Jaffee was born in Savannah, Georgia just after the end of the Great War but moved back and forth from the United States to Lithuania with his parents. I have always found it fascinating how immigrants created so much of the high, middle, and low American culture that we take for granted. We breathe it in like oxygen without even thinking about it. Vaudeville, Tin Pan Alley, Hollywood, and even Christmas carols are just a few examples. I imagine this insider-outsider identity gave Jaffee his unique perspective and ability to comfort the afflicted and afflict the comfortable, all while maintaining his sense of humor, intellectual curiosity, and generosity of spirit.

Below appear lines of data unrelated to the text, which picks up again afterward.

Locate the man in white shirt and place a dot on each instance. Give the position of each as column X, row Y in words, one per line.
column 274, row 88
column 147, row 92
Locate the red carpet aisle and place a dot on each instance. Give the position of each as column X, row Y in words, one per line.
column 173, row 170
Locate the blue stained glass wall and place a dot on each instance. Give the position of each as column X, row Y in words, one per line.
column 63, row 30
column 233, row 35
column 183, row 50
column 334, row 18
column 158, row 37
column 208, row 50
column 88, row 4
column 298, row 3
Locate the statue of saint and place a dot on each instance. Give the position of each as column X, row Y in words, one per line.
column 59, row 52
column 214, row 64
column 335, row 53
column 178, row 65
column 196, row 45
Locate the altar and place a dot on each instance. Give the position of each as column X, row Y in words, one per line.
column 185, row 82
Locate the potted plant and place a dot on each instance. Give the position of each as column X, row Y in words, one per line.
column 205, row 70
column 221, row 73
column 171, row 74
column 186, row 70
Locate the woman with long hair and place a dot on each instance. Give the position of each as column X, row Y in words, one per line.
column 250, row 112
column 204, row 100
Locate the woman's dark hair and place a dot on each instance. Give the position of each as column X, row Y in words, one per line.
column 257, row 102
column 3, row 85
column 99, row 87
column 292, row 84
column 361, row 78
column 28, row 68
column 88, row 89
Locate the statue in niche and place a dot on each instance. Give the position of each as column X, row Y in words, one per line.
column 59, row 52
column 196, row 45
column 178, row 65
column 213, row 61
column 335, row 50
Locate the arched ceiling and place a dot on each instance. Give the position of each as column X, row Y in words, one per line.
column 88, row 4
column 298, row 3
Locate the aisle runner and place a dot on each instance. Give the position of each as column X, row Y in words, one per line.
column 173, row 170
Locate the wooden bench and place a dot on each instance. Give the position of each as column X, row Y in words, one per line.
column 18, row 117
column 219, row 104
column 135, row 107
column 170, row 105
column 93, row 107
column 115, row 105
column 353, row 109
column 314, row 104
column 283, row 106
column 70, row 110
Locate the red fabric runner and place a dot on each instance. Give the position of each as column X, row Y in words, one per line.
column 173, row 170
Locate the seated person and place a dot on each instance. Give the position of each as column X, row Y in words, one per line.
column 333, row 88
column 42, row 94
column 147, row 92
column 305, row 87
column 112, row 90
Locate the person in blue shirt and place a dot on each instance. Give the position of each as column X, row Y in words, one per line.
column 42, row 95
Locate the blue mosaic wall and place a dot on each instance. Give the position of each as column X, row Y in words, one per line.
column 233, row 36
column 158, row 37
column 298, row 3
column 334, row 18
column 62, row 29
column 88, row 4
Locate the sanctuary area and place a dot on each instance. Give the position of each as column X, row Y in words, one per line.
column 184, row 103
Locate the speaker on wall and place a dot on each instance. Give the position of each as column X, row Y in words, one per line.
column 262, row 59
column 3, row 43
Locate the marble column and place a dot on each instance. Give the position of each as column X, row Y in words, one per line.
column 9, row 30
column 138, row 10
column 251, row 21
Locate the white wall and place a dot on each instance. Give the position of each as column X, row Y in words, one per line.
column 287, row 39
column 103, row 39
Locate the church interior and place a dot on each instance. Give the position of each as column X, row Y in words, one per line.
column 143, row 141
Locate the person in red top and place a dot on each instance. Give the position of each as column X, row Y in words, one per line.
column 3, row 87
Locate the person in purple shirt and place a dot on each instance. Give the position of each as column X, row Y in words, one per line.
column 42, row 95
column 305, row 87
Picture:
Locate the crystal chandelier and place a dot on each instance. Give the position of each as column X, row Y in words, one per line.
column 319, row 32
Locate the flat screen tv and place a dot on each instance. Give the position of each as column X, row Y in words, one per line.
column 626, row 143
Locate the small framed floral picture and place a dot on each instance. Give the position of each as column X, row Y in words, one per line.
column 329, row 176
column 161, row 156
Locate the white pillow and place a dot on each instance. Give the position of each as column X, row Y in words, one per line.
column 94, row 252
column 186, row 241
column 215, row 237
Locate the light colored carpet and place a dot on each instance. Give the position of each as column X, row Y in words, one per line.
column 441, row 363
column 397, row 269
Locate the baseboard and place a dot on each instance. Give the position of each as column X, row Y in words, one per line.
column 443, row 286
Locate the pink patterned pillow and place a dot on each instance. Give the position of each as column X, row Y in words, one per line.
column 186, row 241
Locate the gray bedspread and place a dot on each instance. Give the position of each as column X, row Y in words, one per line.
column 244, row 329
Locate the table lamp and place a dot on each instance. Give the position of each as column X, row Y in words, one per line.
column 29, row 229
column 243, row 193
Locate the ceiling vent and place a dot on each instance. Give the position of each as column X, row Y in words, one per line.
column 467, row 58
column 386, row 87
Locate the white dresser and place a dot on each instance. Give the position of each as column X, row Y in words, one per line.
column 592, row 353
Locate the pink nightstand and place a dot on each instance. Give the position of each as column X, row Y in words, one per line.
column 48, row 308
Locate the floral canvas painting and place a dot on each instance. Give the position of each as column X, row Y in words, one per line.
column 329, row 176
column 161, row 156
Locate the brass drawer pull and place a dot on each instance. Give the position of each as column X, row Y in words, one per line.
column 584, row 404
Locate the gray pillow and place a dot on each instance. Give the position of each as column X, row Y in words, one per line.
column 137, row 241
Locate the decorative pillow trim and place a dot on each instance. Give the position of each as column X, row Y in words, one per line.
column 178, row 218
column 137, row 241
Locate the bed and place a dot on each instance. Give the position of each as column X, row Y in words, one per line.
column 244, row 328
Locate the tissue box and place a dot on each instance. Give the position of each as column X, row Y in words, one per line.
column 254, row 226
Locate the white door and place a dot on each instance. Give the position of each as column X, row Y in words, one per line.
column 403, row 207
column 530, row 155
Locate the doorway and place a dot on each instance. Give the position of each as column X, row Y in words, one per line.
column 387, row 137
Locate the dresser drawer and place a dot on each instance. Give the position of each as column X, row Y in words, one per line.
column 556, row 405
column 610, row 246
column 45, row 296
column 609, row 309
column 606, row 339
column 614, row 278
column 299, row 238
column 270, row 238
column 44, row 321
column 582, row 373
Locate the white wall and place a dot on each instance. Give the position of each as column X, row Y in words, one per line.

Popular culture can be a tricky thing. Done well, as it was for decades in Mad and is today in The Onion, it can inspire and educate. Done poorly or consumed in excess, it enervates one’s faculties. I was telling someone just last week that I can no longer watch the late night television shows because Neil Postman’s 1980s warning of the dangers of amusing ourselves to death has become reality. Our obsession with entertainment is the reason why actors and reality television personalities have in recent years become able to enter the public sphere in the manner that they have. If you are satirizing this or that figure in a late night sketch but then hanging out with that same figure at some after party two weeks later, what does your satire actually mean? These were hazards to which Jaffee and his Mad colleagues never succumbed.